Bütün anketler küçük ortak MHP’nin oylarının elli artı bir barajını geçmeye yetmediği, yeni ortaklara veya ortağın değişimine ihtiyaç olduğunu gösteriyor.

Devlet Bahçeli’nin himmetiyle salıverilen mafya lideri Alaattin Çakıcı CHP Genel Başkanı Kemal Kılıçdaroğlu’na üst üste iki mektupla ağır hakaretler ediyor. Devlet Bahçeli ‘’Alaattin Çakıcı benim dava arkadaşımdır’’ açıklamasıyla sahipleniyor.

Cumhuriyet savcılarından uzun süre ses çıkmıyor. Herhalde geç fark ediyorlar ki, uzun zaman sonra dava açılıyor. İktidar mensupları reislerinin vereceği tepkiye baktığı için tepki vermekte oldukça gecikiyor.

Siyasete, Meclise yapılan mafya saldırısına; siyasetin iktidar kanadı ve Meclis tepkisiz kalmaya devam ediyor. Erdoğan daha önceki saldırılarda olduğu gibi hala tepki vermiş değil.

Bülent Arınç koçbaşı mı?

Siyasetin vicdanı diyen, kritik süreçlerdeki çıkışlarıyla ‘koçbaşı’ diyende var.

Bir önceki Berat Albayrak çıkışından sonra istifanın gelmesini Bülent Arınç’ın çıkışına bağlayanlar olmuş… ABD seçimler öncesi AKP’lilerin Trump lehine açıklamalar yapıp, kazanması için dua ederken

Arınç’ın tercihini Joe Biden den yana koyması da…

Habertürk’teki son mülakatı ve söyledikleri de çok ses getirdi, günlerdir tartışma konusu. 

Reform… Hukuk… Adalet… Erdoğan’ın kendisi kadar demokrasi, hukuk ve adaletten yana olduğuna vurgu yapıyor sanki Erdoğan’ın yaşanan hukuksuzluklardan haberi yokmuş gibi!

Adalet bakanının ‘adalet yerini bulsun isterse kıyamet kopsun’ çıkışından sonra daha çok tartışılır hale gelen Selahattin Demirtaş ve Osman Kavala başta olmak üzere uzun tutukluluklarına dikkat çekiyor.

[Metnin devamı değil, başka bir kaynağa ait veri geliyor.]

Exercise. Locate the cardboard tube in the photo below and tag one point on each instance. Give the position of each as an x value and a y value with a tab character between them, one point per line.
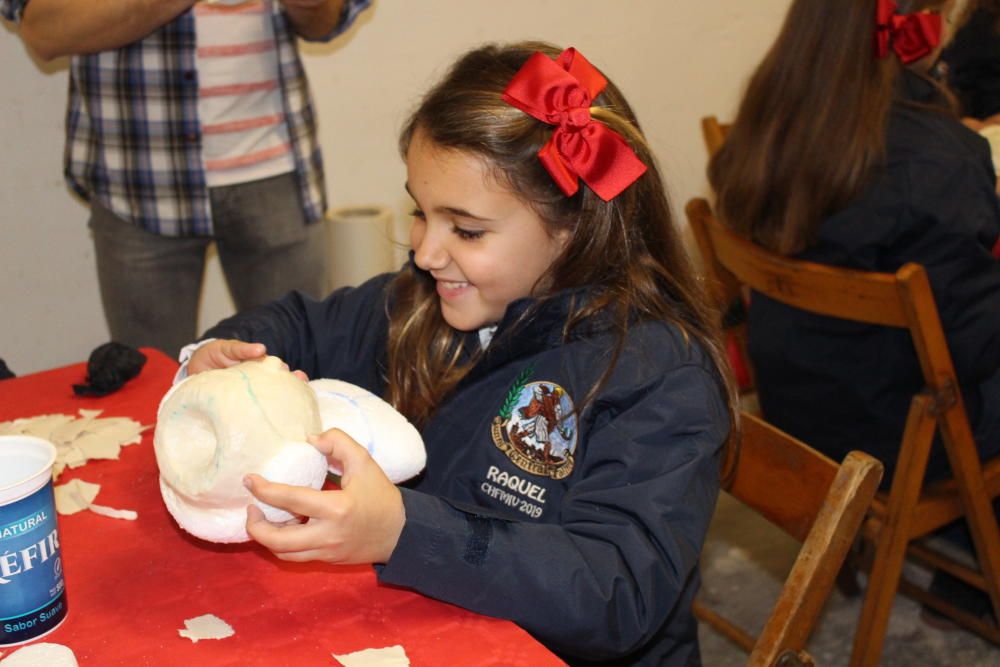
360	243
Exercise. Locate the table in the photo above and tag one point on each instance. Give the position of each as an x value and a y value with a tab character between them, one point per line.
131	584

Ve reform iddialarına paralel bu ve bazı isimlerin yakın zamanda tahliye olma beklentisi yükselmişti

Erdoğan 3 gün sonra konuşuncaya kadar!

İktidar ortağı Devlet Bahçeli’ye ters düşme pahasına Alaattin Çakıcı’ya en sert tepkiyi Bülent Arınç veriyor. Arınç’ın açıklamalarından günler sonra yükselen tepkilerde dikkate alınmış olacak ki Erdoğan’dan ‘bireysel açıklamaların kendilerini bağlamadığı’ yönünde sert açıklamalar geldi. Arınç’ın dediği gibi Erdoğan onun gibi düşünmüyormuş (öyle mi bir süre sonra anlaşılacak; iyi polis kötü polis mi, bireysel çıkış mı?)

Hukukta reform bekleyenlere mesaj ABD’den geliyor. Obama’nın anılarını yazdığı kitapta Obama ‘’Erdoğan için, demokrasiye ve hukuka olan bağlılığı kendisini iktidarda tutmasına endekslidir’’ diyor. Yüksek beklenti içine girenlerin dikkatine!

Sonuç olarak yeni bir hikâye olarak yola çıkanların hikâyesi çoktan bitmiş. Biten hikâyede eski aktörlere yeni roller dağıtılarak, eski hikâyeleri yeniden vizyona koymak istiyorlar.

Kolay değil, 20 yıl geçmiş hikâye eskimiş, aktörler yıpranmış; 20 yılda yeni nesiller ortaya çıkmış, yeni aktörlerle yeni hikâyelerin yazılma beklentisi toplumun beklentisi haline gelmiş.